Zulip Chat Archive

Stream: general

Topic: build infrastructure


Scott Morrison (Nov 19 2018 at 21:09):

Ok, I think I am going to take a pause on "math in Lean", and do some infrastructure work.

  • I'm going to set up a virtual machine running on a fast machine that watches a shared Dropbox folder, and runs lean --make every time it sees anything change. Others can then cd ~/Dropbox/lean-box/yourname/, ln -s ~/my-lean-project/, and Dropbox will continuously deliver .olean files back to their project directory. I've tried this before, and it works, at least on a single OS.
  • I'm going to try to catch up on @Simon Hudon's investigation of sccache, and see what would need to happen to make this work, as it seems like an excellent solution. If we need to patch Lean, no problem; elan makes it very simple to work with forks these days.
  • Keeley has told me that per-begin ... end block caching may be feasible, but probably requiring a small patch to Lean. When he has time, I'll ask him what's involved.

All of these seem more valuable than writing out explicit proofs of boring facts.

Mario Carneiro (Nov 19 2018 at 21:11):

sounds good to me... nothing like a little fear of tedium to get the ball rolling on more advanced automation and caching :)

Patrick Massot (Nov 19 2018 at 21:11):

https://github.com/leanprover/lean/issues/1601 makes me slightly pessimistic about the third item

Scott Morrison (Nov 19 2018 at 21:14):

I think Keeley's idea is hackier than what Leo had in mind, and so may have an orthogonal set of issues. :-)

Johan Commelin (Nov 20 2018 at 04:12):

@Scott Morrison That sounds fantastic. I got the impression from Sebastian that Lean 3 might not be completely frozen, so minor tweaks might even be patched back into Lean.

Johan Commelin (Nov 20 2018 at 04:13):

Would it be an idea to develop some git hooks that look at your build server?
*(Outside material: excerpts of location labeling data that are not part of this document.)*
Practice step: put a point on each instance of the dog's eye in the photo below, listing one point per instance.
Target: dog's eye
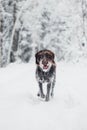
(48, 56)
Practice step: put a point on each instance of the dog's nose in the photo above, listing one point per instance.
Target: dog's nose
(44, 62)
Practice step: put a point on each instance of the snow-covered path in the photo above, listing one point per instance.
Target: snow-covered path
(20, 109)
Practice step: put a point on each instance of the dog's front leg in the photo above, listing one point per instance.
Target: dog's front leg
(41, 90)
(48, 91)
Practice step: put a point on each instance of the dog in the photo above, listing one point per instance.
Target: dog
(45, 72)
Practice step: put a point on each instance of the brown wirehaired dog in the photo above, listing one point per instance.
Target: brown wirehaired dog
(45, 72)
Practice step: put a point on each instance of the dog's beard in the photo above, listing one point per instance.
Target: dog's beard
(45, 68)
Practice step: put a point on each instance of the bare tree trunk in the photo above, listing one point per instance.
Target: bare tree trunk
(1, 32)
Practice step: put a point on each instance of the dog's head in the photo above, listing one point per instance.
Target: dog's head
(45, 59)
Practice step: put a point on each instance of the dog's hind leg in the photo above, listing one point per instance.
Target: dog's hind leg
(52, 86)
(41, 90)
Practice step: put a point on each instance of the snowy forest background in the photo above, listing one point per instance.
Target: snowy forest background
(27, 26)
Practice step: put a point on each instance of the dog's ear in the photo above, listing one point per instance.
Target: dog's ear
(53, 57)
(37, 60)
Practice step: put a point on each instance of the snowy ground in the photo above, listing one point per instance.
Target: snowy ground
(20, 109)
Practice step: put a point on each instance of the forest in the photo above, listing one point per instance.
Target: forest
(27, 26)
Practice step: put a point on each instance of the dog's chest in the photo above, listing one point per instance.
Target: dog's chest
(44, 76)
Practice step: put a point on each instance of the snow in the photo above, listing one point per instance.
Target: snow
(20, 108)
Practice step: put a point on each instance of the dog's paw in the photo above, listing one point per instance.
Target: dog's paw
(42, 96)
(38, 94)
(52, 95)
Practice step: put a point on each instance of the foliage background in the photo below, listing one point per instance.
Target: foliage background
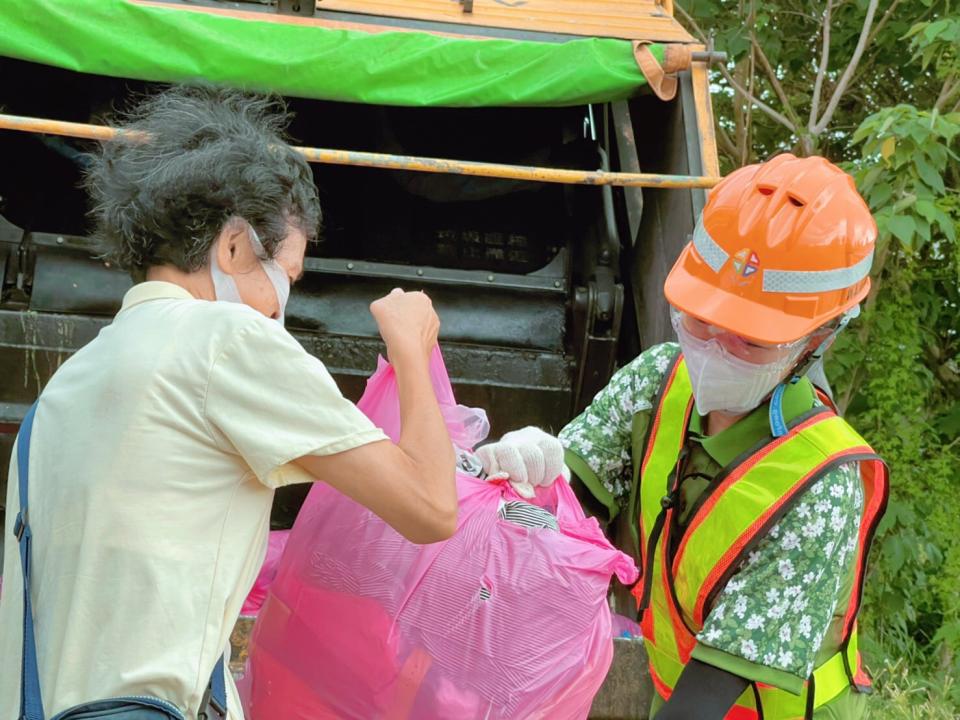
(877, 88)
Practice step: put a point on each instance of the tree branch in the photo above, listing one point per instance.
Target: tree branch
(726, 142)
(822, 69)
(848, 73)
(883, 21)
(950, 86)
(729, 78)
(774, 80)
(756, 101)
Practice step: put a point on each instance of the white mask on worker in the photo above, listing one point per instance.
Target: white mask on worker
(225, 287)
(722, 381)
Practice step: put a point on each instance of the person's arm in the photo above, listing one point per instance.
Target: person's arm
(703, 692)
(409, 485)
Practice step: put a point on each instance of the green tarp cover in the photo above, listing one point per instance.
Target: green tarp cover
(170, 44)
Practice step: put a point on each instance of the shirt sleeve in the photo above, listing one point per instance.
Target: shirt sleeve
(770, 620)
(598, 441)
(270, 402)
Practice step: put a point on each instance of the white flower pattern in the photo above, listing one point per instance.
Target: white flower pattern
(778, 606)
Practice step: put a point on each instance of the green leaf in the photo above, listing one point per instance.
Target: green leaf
(928, 173)
(948, 226)
(880, 194)
(902, 227)
(888, 147)
(927, 209)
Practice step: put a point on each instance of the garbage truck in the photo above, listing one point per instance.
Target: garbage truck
(534, 165)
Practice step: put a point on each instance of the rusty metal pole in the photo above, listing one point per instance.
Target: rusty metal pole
(396, 162)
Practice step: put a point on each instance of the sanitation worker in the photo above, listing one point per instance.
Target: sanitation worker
(156, 449)
(752, 504)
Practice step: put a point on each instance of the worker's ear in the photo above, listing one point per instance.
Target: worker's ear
(818, 337)
(233, 249)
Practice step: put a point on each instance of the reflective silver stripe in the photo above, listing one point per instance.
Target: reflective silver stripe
(810, 281)
(712, 254)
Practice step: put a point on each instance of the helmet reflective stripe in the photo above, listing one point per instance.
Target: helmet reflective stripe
(815, 281)
(785, 281)
(712, 254)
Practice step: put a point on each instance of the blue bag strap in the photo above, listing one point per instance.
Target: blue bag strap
(218, 688)
(31, 704)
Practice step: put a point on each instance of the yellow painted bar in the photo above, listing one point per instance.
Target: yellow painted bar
(397, 162)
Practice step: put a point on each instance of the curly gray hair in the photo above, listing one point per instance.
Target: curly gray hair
(209, 155)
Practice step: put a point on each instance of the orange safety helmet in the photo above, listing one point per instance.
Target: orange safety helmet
(781, 248)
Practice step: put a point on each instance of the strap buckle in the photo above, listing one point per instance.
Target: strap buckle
(210, 708)
(20, 526)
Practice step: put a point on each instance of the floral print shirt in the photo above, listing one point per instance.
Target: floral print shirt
(789, 595)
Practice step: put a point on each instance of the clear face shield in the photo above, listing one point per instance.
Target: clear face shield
(730, 373)
(225, 287)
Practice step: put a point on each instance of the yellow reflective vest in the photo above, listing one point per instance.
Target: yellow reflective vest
(735, 512)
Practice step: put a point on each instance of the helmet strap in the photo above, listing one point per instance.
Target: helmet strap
(778, 425)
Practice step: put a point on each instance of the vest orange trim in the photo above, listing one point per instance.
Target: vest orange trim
(663, 605)
(717, 577)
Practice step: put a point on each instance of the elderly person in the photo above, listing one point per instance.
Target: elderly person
(157, 448)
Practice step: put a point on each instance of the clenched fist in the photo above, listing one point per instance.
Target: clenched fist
(407, 324)
(527, 457)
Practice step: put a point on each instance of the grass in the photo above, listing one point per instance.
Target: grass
(904, 694)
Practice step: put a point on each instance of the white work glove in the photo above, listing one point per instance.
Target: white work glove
(527, 458)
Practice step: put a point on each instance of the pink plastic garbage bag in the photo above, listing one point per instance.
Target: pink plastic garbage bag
(276, 542)
(501, 622)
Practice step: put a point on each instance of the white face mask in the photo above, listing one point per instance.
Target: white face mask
(225, 287)
(722, 381)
And then instead of indexing by username, maybe index by git commit hash?

Johan Commelin (Nov 20 2018 at 04:13):

That way new users that install elan will automatically pull up to date oleans for the latest mathlib master.
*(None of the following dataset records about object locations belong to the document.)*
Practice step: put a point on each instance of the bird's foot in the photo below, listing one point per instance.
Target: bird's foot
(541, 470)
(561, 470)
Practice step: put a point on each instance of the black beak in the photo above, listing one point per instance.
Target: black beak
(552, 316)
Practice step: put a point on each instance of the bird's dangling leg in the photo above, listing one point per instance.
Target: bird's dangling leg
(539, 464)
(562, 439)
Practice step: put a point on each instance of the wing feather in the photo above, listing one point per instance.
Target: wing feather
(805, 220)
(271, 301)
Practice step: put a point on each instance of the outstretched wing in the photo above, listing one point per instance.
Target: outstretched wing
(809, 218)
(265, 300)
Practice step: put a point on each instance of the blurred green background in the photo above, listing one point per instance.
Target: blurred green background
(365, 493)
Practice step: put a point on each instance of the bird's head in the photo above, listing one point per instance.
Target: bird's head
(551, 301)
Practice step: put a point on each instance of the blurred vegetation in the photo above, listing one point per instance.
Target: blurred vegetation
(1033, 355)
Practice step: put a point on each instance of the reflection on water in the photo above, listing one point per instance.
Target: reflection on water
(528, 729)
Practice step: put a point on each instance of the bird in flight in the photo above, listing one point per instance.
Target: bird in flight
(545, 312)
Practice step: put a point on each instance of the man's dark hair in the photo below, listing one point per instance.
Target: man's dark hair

Johan Commelin (Nov 20 2018 at 05:03):

@Scott Morrison What kind of specs will your build machine have? Can I contribute with my little monster, or is it just a drop in the ocean compared to yours? I've got a 16-threaded beast with 24G RAM, but it is pretty oldish (7 years?). When otherwise idle, it compiles mathlib from scratch in about 6 minutes (using 12 threads on average).

Scott Morrison (Nov 20 2018 at 05:20):

Let's wait and see if we can actually build something that works, first. :-) This machine is slightly bigger (18 Xeon W cores, and 128gb of RAM), with a similar compile time (I actually remember timing 7 minutes?) The hardware is not the hard part, in any case.

Keeley Hoek (Nov 20 2018 at 09:23):

@Scott Morrison The poor little Xeon :D On caching: we can really get arbitrarily fancy. My config monad work should be done in a day, so I'll finally get on it. (I had a migraine today :()

I really think the biggest obstacle is just syntax. If people can figure out a way to override lean's use of tactic.execute and tactic.step, then you'll only need an import to do caching in vanilla lean. From reading the source code src/frontends/lean/tactic_notation.cpp (see parse_tactic_class() in that file), I don't think this is possible and I will have to change one line of code. Otherwise you will have to type extra character(s), like begin [cache] ... end or begin [c] ... end or maybe cbegin ... end (but this would be vanilla supported).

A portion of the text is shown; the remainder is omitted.